BRUCKNER Symphony No. 8 in C Minor
Recorded in Orchestra Hall in 1980 for Deutsche Grammophon
Daniel Barenboim conductor
"My first exposure to this recording coincided with hearing the CSO live for the first time (also in Bruckner's Eighth Symphony)—which also was my first time hearing a true world-class orchestra in concert—while I was studying trombone at Indiana University’s Jacobs School of Music. All of these collective CSO experiences had a profound effect on me as an aspiring young musician and taught me what true musical greatness could sound like. Decades later, this recording continues to inspire me with the extreme range of dynamic contrasts played to perfection and the CSO’s gorgeous and weighty sound that serves this work so well."

STRAVINSKY The Firebird, Fireworks, and Four Studies
Recorded in Orchestra Hall in 1992 for Deutsche Grammophon
Pierre Boulez conductor
"Stravinsky's Firebird is one of my favorite twentieth-century works, and it is such a brilliant showpiece for a great ensemble like the Chicago Symphony Orchestra. Competing with so many other fantastic performances on record, Pierre Boulez's interpretation with the CSO stands out for me for its great attention to the many rich details and sound colors contained within this masterpiece."

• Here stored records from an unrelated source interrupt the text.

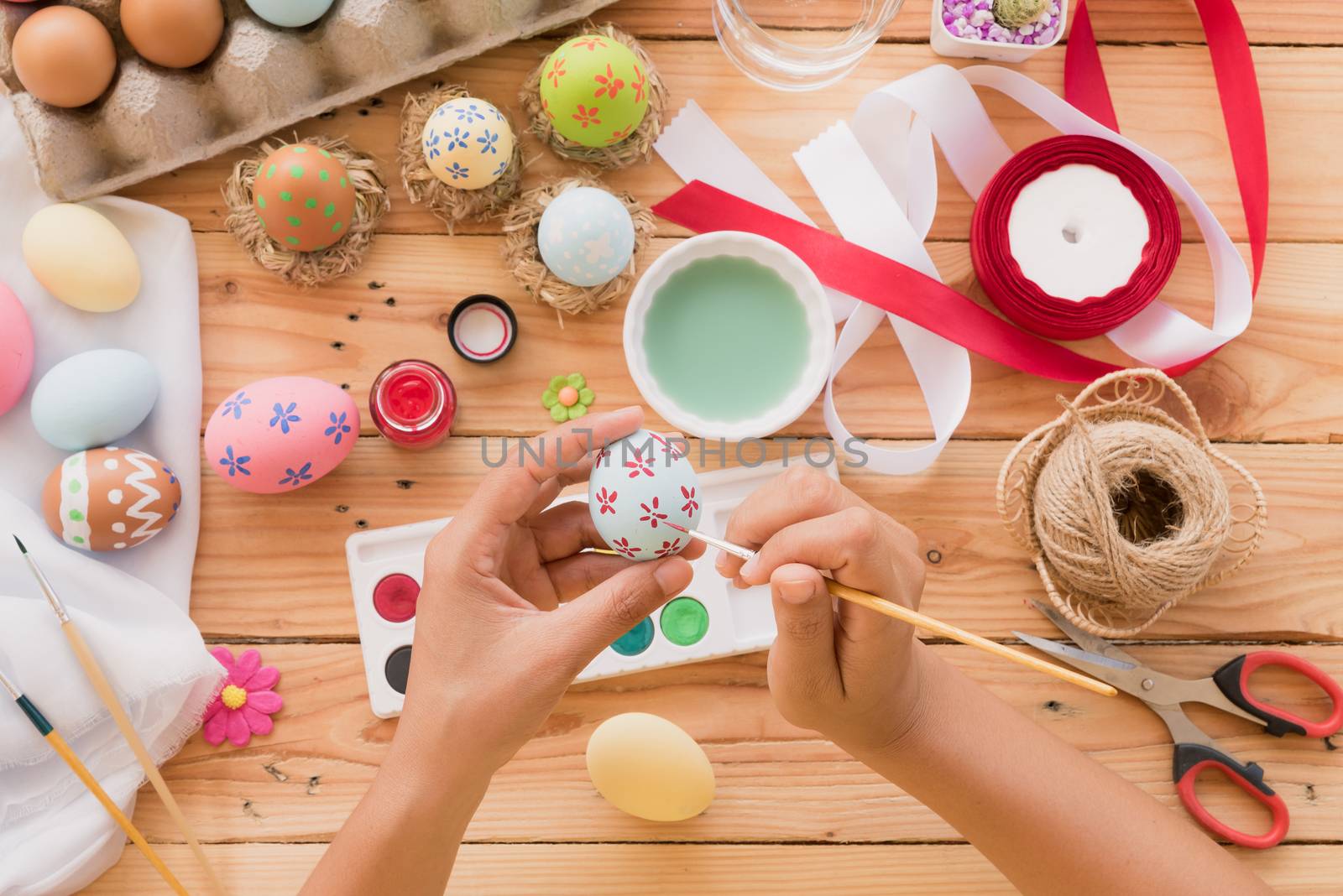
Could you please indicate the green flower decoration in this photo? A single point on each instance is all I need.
(567, 398)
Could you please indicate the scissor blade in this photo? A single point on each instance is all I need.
(1101, 667)
(1085, 640)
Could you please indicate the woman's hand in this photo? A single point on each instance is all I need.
(512, 607)
(846, 672)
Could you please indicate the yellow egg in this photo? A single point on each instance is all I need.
(649, 768)
(81, 258)
(468, 143)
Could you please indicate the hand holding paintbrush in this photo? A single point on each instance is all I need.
(826, 534)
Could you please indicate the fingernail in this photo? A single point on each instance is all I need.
(798, 591)
(669, 577)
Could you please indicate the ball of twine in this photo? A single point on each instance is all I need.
(1125, 508)
(308, 268)
(447, 203)
(637, 147)
(524, 258)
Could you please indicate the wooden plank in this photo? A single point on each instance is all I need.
(1279, 381)
(776, 782)
(633, 869)
(246, 586)
(1165, 96)
(1130, 22)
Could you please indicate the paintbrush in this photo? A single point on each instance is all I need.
(919, 620)
(64, 750)
(118, 714)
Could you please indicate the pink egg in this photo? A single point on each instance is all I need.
(15, 349)
(280, 435)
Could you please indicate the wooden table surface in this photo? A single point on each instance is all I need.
(792, 813)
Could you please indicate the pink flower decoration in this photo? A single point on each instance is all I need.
(245, 705)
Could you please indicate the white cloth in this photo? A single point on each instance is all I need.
(163, 324)
(54, 836)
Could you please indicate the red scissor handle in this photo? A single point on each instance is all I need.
(1233, 680)
(1193, 759)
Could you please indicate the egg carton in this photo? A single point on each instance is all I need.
(259, 80)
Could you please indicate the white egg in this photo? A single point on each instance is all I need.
(649, 768)
(638, 486)
(94, 399)
(586, 237)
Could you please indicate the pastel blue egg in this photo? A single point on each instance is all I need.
(638, 486)
(290, 13)
(586, 237)
(94, 399)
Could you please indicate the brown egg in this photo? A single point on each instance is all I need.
(176, 34)
(109, 499)
(64, 56)
(304, 197)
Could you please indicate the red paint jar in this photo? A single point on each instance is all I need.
(413, 404)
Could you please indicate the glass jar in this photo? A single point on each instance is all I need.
(413, 404)
(785, 47)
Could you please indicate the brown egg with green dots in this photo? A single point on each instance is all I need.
(304, 197)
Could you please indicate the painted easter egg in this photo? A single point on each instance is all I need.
(93, 399)
(109, 499)
(638, 486)
(15, 349)
(290, 13)
(586, 237)
(468, 143)
(280, 435)
(594, 90)
(304, 197)
(649, 768)
(81, 258)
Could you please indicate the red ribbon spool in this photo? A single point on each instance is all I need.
(1025, 302)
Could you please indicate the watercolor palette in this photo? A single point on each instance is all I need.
(709, 620)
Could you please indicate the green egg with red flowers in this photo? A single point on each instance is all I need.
(594, 90)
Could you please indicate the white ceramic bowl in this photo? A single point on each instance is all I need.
(948, 44)
(819, 325)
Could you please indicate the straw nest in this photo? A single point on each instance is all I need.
(447, 203)
(524, 259)
(637, 147)
(308, 268)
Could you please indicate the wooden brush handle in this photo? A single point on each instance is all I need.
(102, 687)
(930, 624)
(64, 750)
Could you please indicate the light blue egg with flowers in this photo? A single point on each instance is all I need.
(586, 237)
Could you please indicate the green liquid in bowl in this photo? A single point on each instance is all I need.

MAHLER Symphony No. 7 in E Minor
Recorded in Krannert Center, Urbana, Illinois, in 1971 for London
Georg Solti conductor
1972 Grammy Award for Best Classical Performance, Orchestra
“While Mahler’s Seventh Symphony isn’t as popular as perhaps the Fifth or Second (Resurrection) symphonies, it is nonetheless an important and magnificent work in the composer's output. I was a professional brass player earlier in my career, and to me, the CSO has for many decades been the gold standard for recordings of Mahler's symphonies, and none highlight the greatness of the ensemble's brass playing more than Georg Solti's recording of Mahler's Seventh."